Les infirmières de l’UTNC assurent également l’éducation et la formation des soignants des services, notamment pour l’usage des dispositifs médicaux et la pose des sondes. « Si les IDE des services ont des difficultés avec l’utilisation et la mise en place des dispositifs médicaux de nutrition artificielle, nous allons leur montrer, pour une meilleure connaissance du geste et faire en sorte qu’elles deviennent indépendantes », explique Sabrina Leclerc, IDE à l’UTN du CHRU de Nancy. Elles peuvent aussi former les équipes au dépistage de la dénutrition. « Intervenir dans des formations institutionnelles pour les soignants de l’établissement ou des structures de la région fait partie du rôle infirmier », rapporte Anne Leclercq, cadre de l’UTNC du CHU de Caen. Elle peut intervenir pour former sur la dénutrition, sur le rôle infirmier en nutrition artificielle, sur les pansements.

UNE FORMATION DE TERRAIN

À l’UTNC du CHU Caen, Anne-Laure Lenoir fait partie, à l’origine, du pool de remplacement de l’établissement, elle a donc été formée progressivement à son intervention au sein de l’UTNC. « Les infirmières, en raison de leur formation initiale, détiennent un bagage solide par rapport aux plaies et aux sondes », souligne le Pr Piquet, qui estime néanmoins qu’une formation en interne est indispensable. Il existe un diplôme universitaire de nutrition clinique, mais « la formation de terrain avec les médecins et les diététiciens est déjà très riche », ajoute Anne Leclercq.
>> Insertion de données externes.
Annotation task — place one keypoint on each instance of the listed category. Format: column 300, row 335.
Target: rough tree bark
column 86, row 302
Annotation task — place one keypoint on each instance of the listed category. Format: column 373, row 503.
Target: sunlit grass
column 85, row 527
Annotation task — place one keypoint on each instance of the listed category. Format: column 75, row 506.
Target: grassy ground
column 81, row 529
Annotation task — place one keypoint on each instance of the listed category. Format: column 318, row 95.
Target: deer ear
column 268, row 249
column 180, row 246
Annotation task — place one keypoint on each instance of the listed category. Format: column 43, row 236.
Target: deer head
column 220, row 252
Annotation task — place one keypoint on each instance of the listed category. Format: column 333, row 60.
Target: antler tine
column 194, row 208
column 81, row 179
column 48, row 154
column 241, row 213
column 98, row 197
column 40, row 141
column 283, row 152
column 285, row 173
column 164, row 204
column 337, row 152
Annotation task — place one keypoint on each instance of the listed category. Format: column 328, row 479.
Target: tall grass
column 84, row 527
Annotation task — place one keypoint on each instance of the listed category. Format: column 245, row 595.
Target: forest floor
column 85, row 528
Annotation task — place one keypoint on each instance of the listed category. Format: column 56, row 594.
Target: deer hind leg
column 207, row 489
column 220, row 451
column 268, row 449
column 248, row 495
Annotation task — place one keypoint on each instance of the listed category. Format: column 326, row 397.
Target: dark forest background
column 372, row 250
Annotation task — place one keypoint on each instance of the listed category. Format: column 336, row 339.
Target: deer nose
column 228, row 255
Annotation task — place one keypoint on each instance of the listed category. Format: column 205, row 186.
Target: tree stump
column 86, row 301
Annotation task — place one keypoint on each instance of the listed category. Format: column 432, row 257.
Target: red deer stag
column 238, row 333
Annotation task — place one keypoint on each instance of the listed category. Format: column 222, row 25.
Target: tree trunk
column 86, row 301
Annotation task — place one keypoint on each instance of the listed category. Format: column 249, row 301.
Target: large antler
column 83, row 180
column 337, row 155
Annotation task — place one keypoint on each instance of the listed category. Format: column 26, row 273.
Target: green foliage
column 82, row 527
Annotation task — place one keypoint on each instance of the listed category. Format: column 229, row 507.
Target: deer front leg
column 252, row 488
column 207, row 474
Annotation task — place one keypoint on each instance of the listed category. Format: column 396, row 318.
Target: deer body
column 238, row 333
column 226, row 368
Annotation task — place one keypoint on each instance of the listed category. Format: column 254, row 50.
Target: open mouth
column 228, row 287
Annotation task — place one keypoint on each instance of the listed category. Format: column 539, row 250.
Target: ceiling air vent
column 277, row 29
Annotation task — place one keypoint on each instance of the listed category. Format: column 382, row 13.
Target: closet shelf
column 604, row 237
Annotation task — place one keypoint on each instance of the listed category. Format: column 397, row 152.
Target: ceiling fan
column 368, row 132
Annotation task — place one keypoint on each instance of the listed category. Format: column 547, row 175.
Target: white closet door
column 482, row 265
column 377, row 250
L’équipe du CHU de Caen a d’ailleurs mis en place un staff nutrition, auquel participent tous les membres de l’équipe, et qui contribue à la formation des uns et des autres. Sabrina Leclerc, au CHRU de Nancy, est détentrice d’un certificat clinique de stomathérapie, une compétence qui lui permet d’assurer le suivi des patients stomisés. Elle a également suivi, comme toutes les infirmières de l’UTN du CHRU de Nancy, une formation de quarante heures à l’éducation thérapeutique, Justine Krier ayant fait le choix de suivre un DU complémentaire en ETP.

À L’ORIGINE DES UTNC

Des troubles nutritionnels sérieux

→ Les troubles nutritionnels touchent 25 à 50 % des patients adultes et enfants accueillis dans les établissements de santé. De même, 14,5 % de la population adulte et près de 20 % de la population pédiatrique française souffre d’obésité et sollicite le système de soins pour des raisons médico-chirurgicales directement liées ou non à cette maladie.
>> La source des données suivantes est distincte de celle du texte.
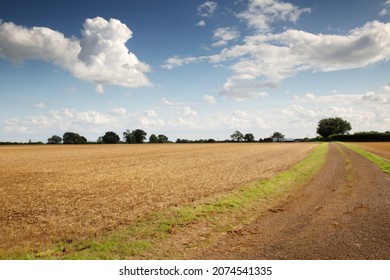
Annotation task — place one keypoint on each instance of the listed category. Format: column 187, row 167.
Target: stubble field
column 380, row 148
column 53, row 193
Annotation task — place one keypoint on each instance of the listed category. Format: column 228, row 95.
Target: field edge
column 164, row 230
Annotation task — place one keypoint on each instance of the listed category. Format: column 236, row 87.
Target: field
column 51, row 194
column 380, row 148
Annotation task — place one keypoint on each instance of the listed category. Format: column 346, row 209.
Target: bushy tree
column 73, row 138
column 237, row 136
column 134, row 137
column 249, row 137
column 162, row 138
column 330, row 126
column 55, row 139
column 110, row 138
column 153, row 138
column 277, row 136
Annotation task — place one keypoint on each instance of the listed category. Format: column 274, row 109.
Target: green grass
column 382, row 163
column 221, row 214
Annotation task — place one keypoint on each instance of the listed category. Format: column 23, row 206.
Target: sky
column 192, row 69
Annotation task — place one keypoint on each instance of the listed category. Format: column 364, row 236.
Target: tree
column 277, row 136
column 110, row 138
column 55, row 139
column 162, row 138
column 73, row 138
column 237, row 136
column 136, row 136
column 249, row 137
column 330, row 126
column 153, row 138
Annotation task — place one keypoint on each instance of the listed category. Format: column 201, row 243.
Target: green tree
column 330, row 126
column 153, row 138
column 237, row 136
column 135, row 136
column 110, row 138
column 73, row 138
column 55, row 139
column 162, row 138
column 249, row 137
column 277, row 136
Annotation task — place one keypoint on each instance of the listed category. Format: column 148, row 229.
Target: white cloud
column 173, row 62
column 262, row 13
column 223, row 35
column 386, row 10
column 201, row 23
column 40, row 105
column 119, row 111
column 188, row 112
column 151, row 113
column 207, row 9
column 99, row 89
column 95, row 118
column 167, row 102
column 209, row 99
column 71, row 89
column 100, row 56
column 264, row 60
column 241, row 88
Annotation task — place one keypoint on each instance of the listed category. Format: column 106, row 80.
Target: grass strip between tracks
column 221, row 213
column 382, row 163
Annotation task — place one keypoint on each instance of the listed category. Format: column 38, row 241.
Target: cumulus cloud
column 223, row 35
column 188, row 112
column 262, row 13
column 209, row 99
column 263, row 60
column 207, row 9
column 100, row 56
column 151, row 113
column 386, row 10
column 175, row 61
column 120, row 111
column 40, row 105
column 99, row 89
column 201, row 23
column 167, row 102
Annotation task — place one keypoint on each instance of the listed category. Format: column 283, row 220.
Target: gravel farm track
column 65, row 194
column 342, row 213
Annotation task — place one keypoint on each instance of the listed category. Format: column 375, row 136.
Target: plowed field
column 54, row 193
column 380, row 148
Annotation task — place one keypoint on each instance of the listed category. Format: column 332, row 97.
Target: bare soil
column 54, row 193
column 343, row 213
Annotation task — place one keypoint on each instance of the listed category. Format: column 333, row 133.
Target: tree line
column 328, row 129
column 137, row 136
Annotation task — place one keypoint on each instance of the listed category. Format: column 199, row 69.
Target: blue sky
column 192, row 69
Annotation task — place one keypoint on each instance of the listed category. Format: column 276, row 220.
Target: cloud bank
column 264, row 58
column 100, row 56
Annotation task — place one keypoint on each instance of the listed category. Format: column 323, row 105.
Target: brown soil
column 343, row 213
column 380, row 148
column 54, row 193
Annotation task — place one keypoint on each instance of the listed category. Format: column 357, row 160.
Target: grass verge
column 382, row 163
column 145, row 238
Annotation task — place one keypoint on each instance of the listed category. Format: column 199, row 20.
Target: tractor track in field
column 342, row 213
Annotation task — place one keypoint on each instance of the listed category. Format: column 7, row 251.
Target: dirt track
column 343, row 213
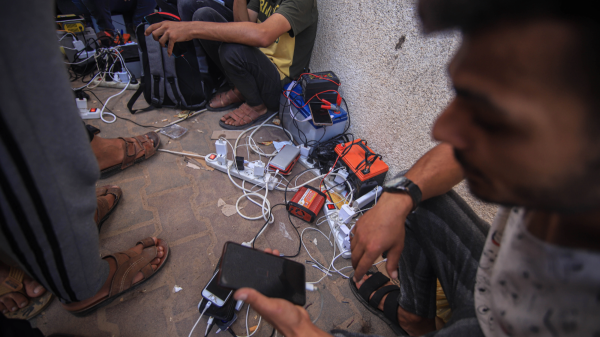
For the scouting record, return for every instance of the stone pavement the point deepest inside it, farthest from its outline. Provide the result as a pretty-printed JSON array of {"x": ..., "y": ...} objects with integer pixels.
[{"x": 165, "y": 197}]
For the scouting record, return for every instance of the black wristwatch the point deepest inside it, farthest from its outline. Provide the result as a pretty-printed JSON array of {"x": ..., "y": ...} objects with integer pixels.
[{"x": 404, "y": 185}]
→ Les impacts délétères des troubles nutritionnels sont clairement reconnus : ils sont source de très nombreuses complications ayant des conséquences médicoéconomiques avérées, représentant ainsi un problème de santé publique majeur.

→ Ces constats ont conduit à la mise en œuvre, par le gouvernement, des programmes nationaux nutrition-santé (PNNS). La circulaire du 29 mars 2002 relative à l’alimentation et à la nutrition dans les établissements de santé appelait de ses voeux l’organisation, au sein des centres hospitaliers régionaux, d’une activité de nutrition clinique. À l’incitation du PNNS 2006-2010, la direction de l’hospitalisation et de l’organisation des soins a lancé une expérimentation autour de huit UTNC créées en mars 2008 aux CHU de Caen, Lille, Lyon, Nancy, Paris (Joffre-Dupuytren et Necker), Rouen et Toulouse. Depuis, leur nombre s’est multiplié.